Rachel sighed deeply. ‘So what is this place? A monument to these men?’

‘Not to them. By them.’ He turned the lamp on the central plinth. ‘Maybe in honour of whatever Ashmole left Newton to complete, which was meant to go on that.’ He went across, wiped away dust, found nothing beneath.

‘Here,’ said Rachel. Some lines had been inscribed in a panel of green marble halfway along the plinth’s side. He crouched beside her to read them.

And as he journeyed, he came near Damascus: and suddenly there shined round about him a light from heaven:

And he fell to the earth, and heard a voice saying unto him, Saul, Saul, why persecutest thou me?

And he said, Who art thou, Lord? And the Lord said, I am Jesus whom thou persecutest: it is hard for thee to kick against the pricks.

And he trembling and astonished said, Lord, what wilt thou have me to do?

‘St Paul on the road to Damascus,’ said Rachel. ‘I wonder if there’s another on the other side.’

They went around to check and were rewarded.
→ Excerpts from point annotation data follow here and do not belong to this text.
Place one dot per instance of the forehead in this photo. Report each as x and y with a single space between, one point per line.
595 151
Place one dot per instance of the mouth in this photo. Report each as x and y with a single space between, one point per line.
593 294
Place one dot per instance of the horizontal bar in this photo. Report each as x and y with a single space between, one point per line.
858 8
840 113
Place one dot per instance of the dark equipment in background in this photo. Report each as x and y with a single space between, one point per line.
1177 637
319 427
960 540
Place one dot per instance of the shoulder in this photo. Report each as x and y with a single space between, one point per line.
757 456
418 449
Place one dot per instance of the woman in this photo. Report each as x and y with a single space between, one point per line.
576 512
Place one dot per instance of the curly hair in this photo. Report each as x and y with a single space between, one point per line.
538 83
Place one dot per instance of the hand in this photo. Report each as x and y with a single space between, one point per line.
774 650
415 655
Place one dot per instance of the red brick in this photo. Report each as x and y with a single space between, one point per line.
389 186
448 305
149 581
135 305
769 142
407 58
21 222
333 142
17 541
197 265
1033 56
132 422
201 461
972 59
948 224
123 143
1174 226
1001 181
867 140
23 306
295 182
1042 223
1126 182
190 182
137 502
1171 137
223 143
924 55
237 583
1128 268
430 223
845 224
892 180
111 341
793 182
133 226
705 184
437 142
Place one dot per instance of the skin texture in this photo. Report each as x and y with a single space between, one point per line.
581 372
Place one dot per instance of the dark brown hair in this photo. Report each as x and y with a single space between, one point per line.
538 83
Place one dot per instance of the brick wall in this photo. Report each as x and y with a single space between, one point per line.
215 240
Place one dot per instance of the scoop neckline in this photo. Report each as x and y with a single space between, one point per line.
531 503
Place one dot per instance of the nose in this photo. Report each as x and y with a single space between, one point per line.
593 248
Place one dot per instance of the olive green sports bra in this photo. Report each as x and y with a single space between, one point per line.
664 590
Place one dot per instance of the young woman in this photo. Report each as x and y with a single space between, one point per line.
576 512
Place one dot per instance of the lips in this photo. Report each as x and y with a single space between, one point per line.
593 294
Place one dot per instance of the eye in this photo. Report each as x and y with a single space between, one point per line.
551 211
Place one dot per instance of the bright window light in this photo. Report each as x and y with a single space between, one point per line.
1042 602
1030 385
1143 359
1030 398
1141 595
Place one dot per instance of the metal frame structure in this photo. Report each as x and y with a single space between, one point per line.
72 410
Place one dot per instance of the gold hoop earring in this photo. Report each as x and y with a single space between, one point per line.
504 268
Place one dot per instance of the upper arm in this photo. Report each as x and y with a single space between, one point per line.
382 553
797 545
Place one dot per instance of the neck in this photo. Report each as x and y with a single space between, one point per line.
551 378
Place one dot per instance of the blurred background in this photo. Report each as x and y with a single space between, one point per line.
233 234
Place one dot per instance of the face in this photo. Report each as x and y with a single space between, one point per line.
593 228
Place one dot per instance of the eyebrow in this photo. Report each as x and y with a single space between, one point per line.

Below as above, above as below

As it once was, so it will be

Look to my father, the sun, my mother, the moon

In the belly of the wind was I carried

Nurtured in dry earth

Up from this world I rise

So sayeth I, Thrice Great Hermes

‘The Emerald Tablet,’ murmured Luke.

‘What on earth’s it doing here?’

He shrugged. The Hermetic texts had caused intense excitement when they’d been discovered during the Renaissance. People had believed them written in deepest antiquity, perhaps even at the time of Moses himself. Their prestige had faded, however, once they’d been correctly dated to the early centuries AD. Yet alchemists had continued to revere them, especially this particular text. Newton had been so intrigued by it that he’d even studied Arabic in order to make his own translation.

Rachel raised an eyebrow when Luke told her this. ‘Is this his?’ she asked.

‘No. But I think it’s based on his. Just a lot shorter.’

Rachel sighed and shook her head, then she stood and worked her spine. ‘Pelham and Olivia will be having kittens,’ she said.

‘Yes,’ agreed Luke. ‘It’s time we were getting back.’

II

Walters had just reached the outskirts of Oxford when Croke called to let him know they’d come up dry in Crane Court and were switching their search to the old Ashmolean instead. ‘What do you want us to do?’ he asked.

‘Hold off,’ Croke told him. ‘We’ll be coming down ourselves. We’ll take care of everything.’

‘Including Luke and the others?’ asked Walters. ‘Only they can cause us real grief, remember?’

‘I’m well aware of that, thank you. And I said I’ll take care of it. Anyway, it’s too late for you lot to do anything. My friends already have the place surrounded.’

‘Whatever you say.’ Walters ended the call and drove up Broad Street all the same. Sure enough, there were dark figures in a pair of cars parked across the road from the museum, and strange shadows in nearby alleys.